Oct 18, 2010

Taiwan: Website Launch Enhances Political Discussion

A recent website launch by Google and its subsidiary YouTube enabled interaction of the Taiwanese electorate on-line. It was initiated in preparation of the upcoming municipal elections in Taiwan and makes a significant contribution to the improvement of political discussion and participation.

Below is an article published by Focus Taiwan

Search engine giant Google and its video-sharing subsidiary YouTube launched websites Friday [15 October 2010] for Taiwan's five upcoming special municipality elections, the companies' latest effort to highlight the Internet's role in modern political elections.
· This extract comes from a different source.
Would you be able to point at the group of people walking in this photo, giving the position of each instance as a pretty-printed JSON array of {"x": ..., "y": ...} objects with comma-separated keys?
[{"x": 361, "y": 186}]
The Google website and YouTube channel dedicated to the November 27 elections in the special municipalities of Taipei, Xinbei, Taichung, Kaohsiung and Tainan were launched as "online platforms to help Taiwanese voters and candidates interact online, " said Google Taiwan general manager Chien Lee-feng in a statement.

In addition to basic information on each municipality and its election, the website also presents each candidate with a Web page that compiles news stories, blog posts and information from social networking sites such as Facebook and Plurk.

Internet users can also post messages on the page's chat board.

A graphic on the municipality page shows how many times the two candidates were searched on the Internet during the day, a tool for voters to compare the candidates' popularity.

The YouTube channel allows users to upload videos to voice their opinions and questions for candidates.

Google and YouTube have previously launched websites for political elections in various countries, including Australia, Japan, the United Kingdom and the United States.

U.S. President Barack Obama became the first U.S. presidential candidate to successfully utilize the Internet and social networking sites to interact with voters during his 2008 presidential campaign, Google Taiwan associate marketing director Richard Li said.

He added that the Internet has now also become an important aspect of political campaigns in Taiwan.